Neste quadro, foram apenas evocados alguns pólos de relação do presbítero: uma relação filial ao bispo através de uma história de tradição que o liga a uma relação de origem e de destino, relação à comunidade eclesial numa missão de paternidade ou de maternidade, relação polarizada no seio das pessoas ou dos grupos da própria comunidade, relação vivida nas próprias comunidades representadas no presbítero, relação a toda a comunidade humana, e relação com a Igreja de Roma e o respectivo Bispo e nela com a Igreja universal.
Estes pólos e esta analogia constituem o ponto de partida com que Enzo Bianchi reflectiu o ser presbiteral como comunhão em si mesmo. Adoptou os conceitos de fraternidade e de sinodalidade para ultrapassar os perigos da colegialidade enquanto perigo de corporativismo. O conceito de sinodalidade permite pensar a Igreja como caminho conjunto em que todos são um só corpo em Cristo. Este conceito ajuda a pensar o presbítero como não dependente do bispo, pois ambos possuem a mesma missão. Foi pedida aos bispos uma maior audição dos presbíteros decorrente desta comum missão de sinodalidade, de construção de um caminho conjunto. Recordou-se neste contexto que o governo da Igreja não se pode sobrepor à vida comungada com os presbíteros, pois estes devem ser a primeira preocupação para os bispos. Foi também avisado como a vida em comunhão não é nem romântica nem idílica (como por vezes o discurso parece fazer crer), mas comporta sacrifícios, fatiga, dedicação e paciência. Este esforço passa por viver uma nota peculiar do cristianismo – viver o amor antes do conhecimento – amar o outro antes de o conhecer como forma radical de comunhão com o outro que para mim é um dom de Deus. Os presbíteros poderão então construir novas formas de vida em comum, em comunhão, em comum união. Mas Enzo Bianchi, ainda que tenha pedido que estas formas não sejam monacalizadas, não deixa de pensar nesse modelo que ele próprio vive. Assim, propôs a constituição de unidades operativas de várias paróquias, também chamadas unidades pastorais, o que ajudará a superar o individualismo moderno, a autarquia paroquial ou presbiteral bem como o medo destas novas realidades, onde será possível respeitar a própria humanidade dos presbíteros.
A realização prática destes objectivos avaliou a realidade dos conselhos paroquiais e dos conselhos presbiterais. Foi notada a desilusão perante a situação presente dos mesmos, mas não deixaram de ser pensados na respectiva origem como organismos de comunhão e de corresponsabilidade, e não como sindicatos, montras, adereços, ou espaços para fazer funcionar ou obter uma maioria. São espaços de teste da própria comunhão eclesial. Foram apresentados casos particulares. Por eles foi salientada a necessidade da paciência, da boa preparação dos mesmos, da exigência de serem espaços intelectualmente habitáveis e eticamente responsáveis onde é possível a contínua negociação e onde a comunidade cristã é construída. Por isso, não são meros órgãos consultivos. São espaço privilegiado de concertação que não deve tanto fazer mas pensar a consciência crítica e o modelo morfológico da comunidade.

Fátima 06-09-2006
José Carlos Carvalho (jcarvalho@porto.ucp.pt)

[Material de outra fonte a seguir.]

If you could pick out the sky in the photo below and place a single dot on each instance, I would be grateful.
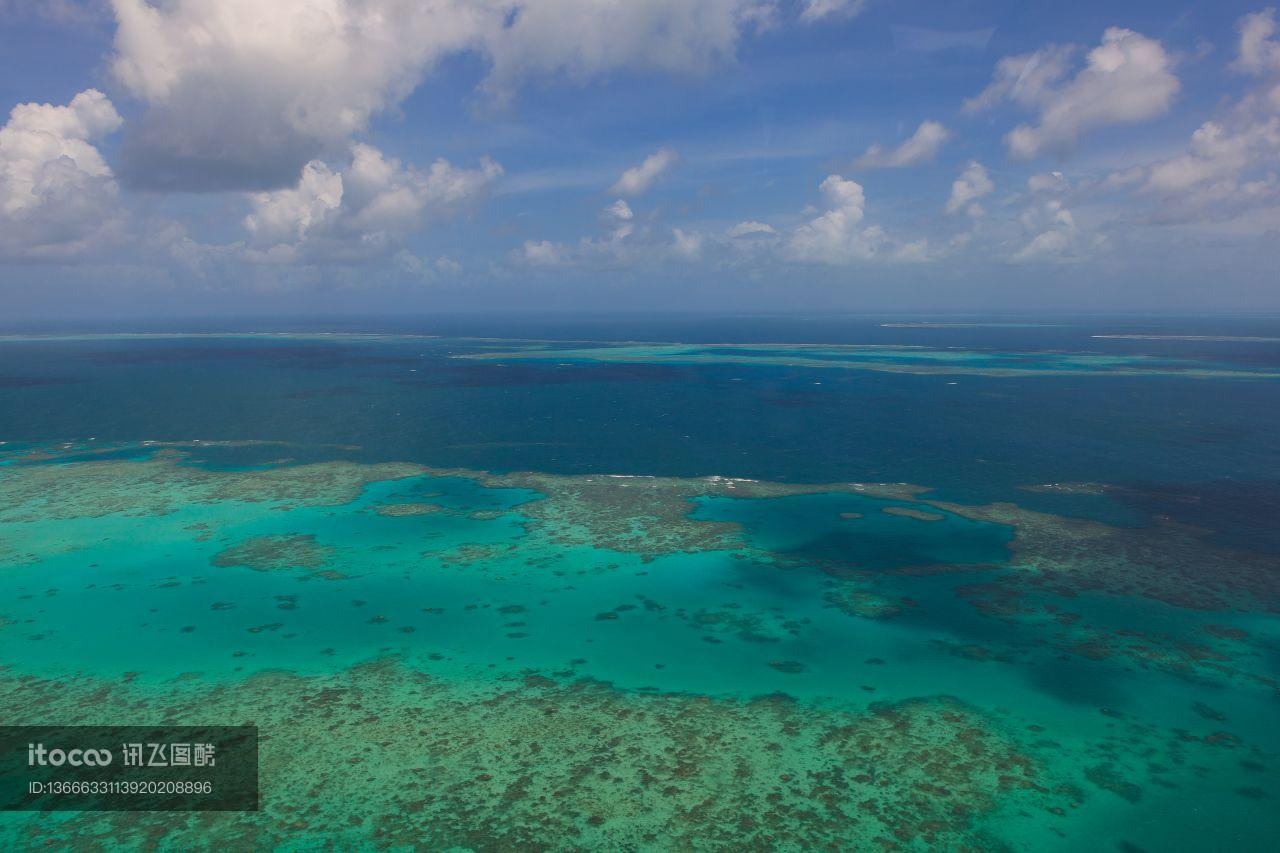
(213, 158)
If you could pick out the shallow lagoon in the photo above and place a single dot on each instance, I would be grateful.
(567, 658)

Simpósio do Clero em Fátima: memória do percurso


Dia 5 de Setembro: 1º Dia do Simpósio

O primeiro dia foi dedicado sobretudo ao diagnóstico actual do contexto de actividade em que os presbíteros são chamados a realizar o seu ministério e vocação.
Uma das temáticas que provocou a organização deste encontro foi a do individualismo pós moderno reinante onde o sacerdote é desafiado a viver o contra ponto da comunhão. Neste cenário foi destacada a necessidade de conhecimento da cultura actual e dos avanços teológicos de forma a chegar ao interlocutor. Isto resulta do problema levantado pela chamada questão da linguagem na necessidade de atingir o interlocutor culturalmente dilacerado pela ruptura entre a cultura e a fé, se bem que esta constitua por si uma oportunidade para a própria fé. O nosso tempo está marcado pela mudança de alguns paradigmas de pensamento. Isto obriga a descodificar alguns conceitos e a recodificar novas linguagens que se tornam emergentes para chegarem a ser significativas e verdadeiras propostas de sentido. Tal é imprescindível em tempos de diasporização da fé e do cristianismo, processo este que acarreta por sua vez um processo inexorável de desumanização.
A questão nodal então consiste neste contexto em saber como se insere nesta cultura o anúncio que a Igreja faz. Esta questão assume uma pertinência cultural na medida em que somos filhos da modernidade da subjectividade sobretudo a partir de Kant, na qual o sujeito passou a determinar a referência central do conhecimento veritativo. A somar a isto, existe o fenómeno contemporâneo da secularização, horizonte em que o homem moderno surge enfraquecido nas suas convicções religiosas naturais criando-se um hiato entre Deus e o homem. Este hiato provocou a deriva de uma concepção completamente profana do mundo em que a experiência da liberdade se torna ainda mais ambígua e é mais sentido o eclipse de Deus. Perante esta erosão, relativizou-se o valor da vida e o sentido escatológico da mesma. Foram trazidos à colação consequentemente a nova semântica imanente dos conceitos de natureza e de homem. O outro pólo do triângulo em que se articula o pensamento necessariamente obriga a reflectir na própria imagem de Deus que as novas gerações estão a construir, sobretudo a imagem irénica de um Deus impessoal ou difuso. Foi salientada a técnica como a nova imagem tétrica de Medusa que mata os seus próprios filhos pois ela pretende no nosso tempo afastar a questão do limite. Este tabu produz a fragmentação do mistério da vida na ilusão de oferecer respostas ditas científicas ou técnicas para tudo. Foi salientado aqui como a vida para o homem pós moderno corre o risco de perder o seu mistério. Então, a subjectividade da modernidade traduz-se na substituição da razão pela emotividade como forma de compensação. Ora, o presbítero é hoje protagonista desta mudança epocal. Ao ser salientado como sofre também a influência deste ambiente, foi destacada a necessidade de redefinir (ou reafirmar) a respectiva identidade presbiteral eucarística na fidelidade crística da sua vocação única e unitiva imersa na encarnação do Filho. Isto ajudará à tarefa missionária de provocar hoje a tão esquecida (mas tão desejada) questão da transcendência nos nossos contemporâneos abertos ao mistério, a essa transcendência. Foi realçado como a identidade sacerdotal resulta da intimidade com Deus e da solidariedade aos irmãos, configurando-o como sinal indelével da misericórdia do perdão do Pai, sinal tão visível e desejado pelo nosso mundo, afinal, sinal esse outro do mistério.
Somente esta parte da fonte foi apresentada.